Recobrar la propia identidad, generar un Proyecto Nacional y pensar otro modelo de país

 

Aquellas heroicas luchas revolucionarias del siglo anterior pueden equipararse a las tareas semejantes que se nos imponen en nuestro siglo XXI. La recuperación de lo humano por parte del colonizado es siempre, y tanto en Fanon como en otros autores, la recuperación de la propia identidad, y ello sigue siendo una tarea pendiente. Junto a la afirmación orgullosa de esa identidad necesaria, falta la proclamación del hecho cultural de existir en la otredad aún no reconocida de ser diverso y único, y de estar arraigado tanto en un suelo dado, cuanto en una historia que nos provee un modo de saber quiénes somos, como para saber también de dónde venimos y por lo tanto poder determinar adónde queremos llegar... Son situaciones equiparables y que además continúan estando pendientes. Hoy en democracia y distantes de aquellas épocas marcadas por los paradigmas de la vanguardia y de la lucha armada, nos planteamos la necesidad de reconocer en las nuevas luchas libertarias y asamblearias, que se proponen desde la gente misma, medios para procurar pequeños aunque importantes objetivos de remediación de la conciencia, de la autoestima y en especial de la búsqueda de la identidad.

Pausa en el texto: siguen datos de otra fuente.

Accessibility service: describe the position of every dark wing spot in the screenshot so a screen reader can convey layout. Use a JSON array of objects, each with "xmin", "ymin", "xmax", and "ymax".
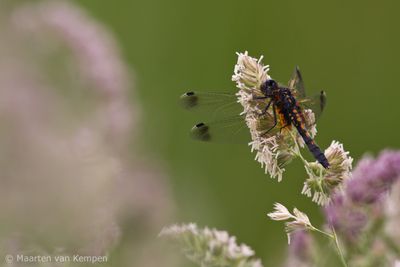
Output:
[{"xmin": 190, "ymin": 122, "xmax": 211, "ymax": 141}]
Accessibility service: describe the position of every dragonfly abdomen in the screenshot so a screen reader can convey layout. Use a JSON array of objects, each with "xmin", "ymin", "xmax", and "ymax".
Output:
[{"xmin": 296, "ymin": 125, "xmax": 329, "ymax": 169}]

Nuestra clase política hace mucho tiempo que ha dejado de tener el oído pegado a los rumores de esa caldera que es la Argentina profunda. Como estamento político no dirigencial, en la medida que no asume la tarea de conducir la Nación, es una mera suma de fracasos personales, de vidas políticas recicladas, de identidades fracturadas, de interminables luchas intestinas y de miradas sin grandeza. Si la identidad se sustenta en la comprensión de la propia historia nacional, es ella, nuestra clase política, la menos indicada para exhibir hoy una impronta que no podría asumir sin avergonzarse... Para peor, la corrupción inherente a su prolongada permanencia en el poder a lo largo de más de 20 años de democracia, ha creado una crisis de representación de difícil retorno. En la realidad, el modelo de representación, que no es democrático, pareciera haber capturado al modelo de la democracia. El Estado o al menos lo que resta del Estado, resulta botín de guerra del modelo de representación. Seguimos esclavos de un proceso que sólo puede ser modificado mediante fuertes estallidos sociales.

Salir de los entrampamientos no será tarea fácil, quizá convenga reconocer que estamos apenas en etapas de preparación, en etapas de crecimiento y de conflicto. Que el tiempo de la coagulación de tanto esfuerzo aislado en un pensamiento nacional hegemónico aún no ha llegado.... Será tal vez el resultado de hechos imprevisibles, fruto de otras tantas crisis como las que hemos vivido y sufrido en los últimos años. Será entonces, y siempre, un punto de atracción y de maduración del pensamiento que permitirá recobrar los legados de la historia; será siempre el fruto de las luchas y de los esfuerzos inabarcables del conjunto de los hijos de esta tierra.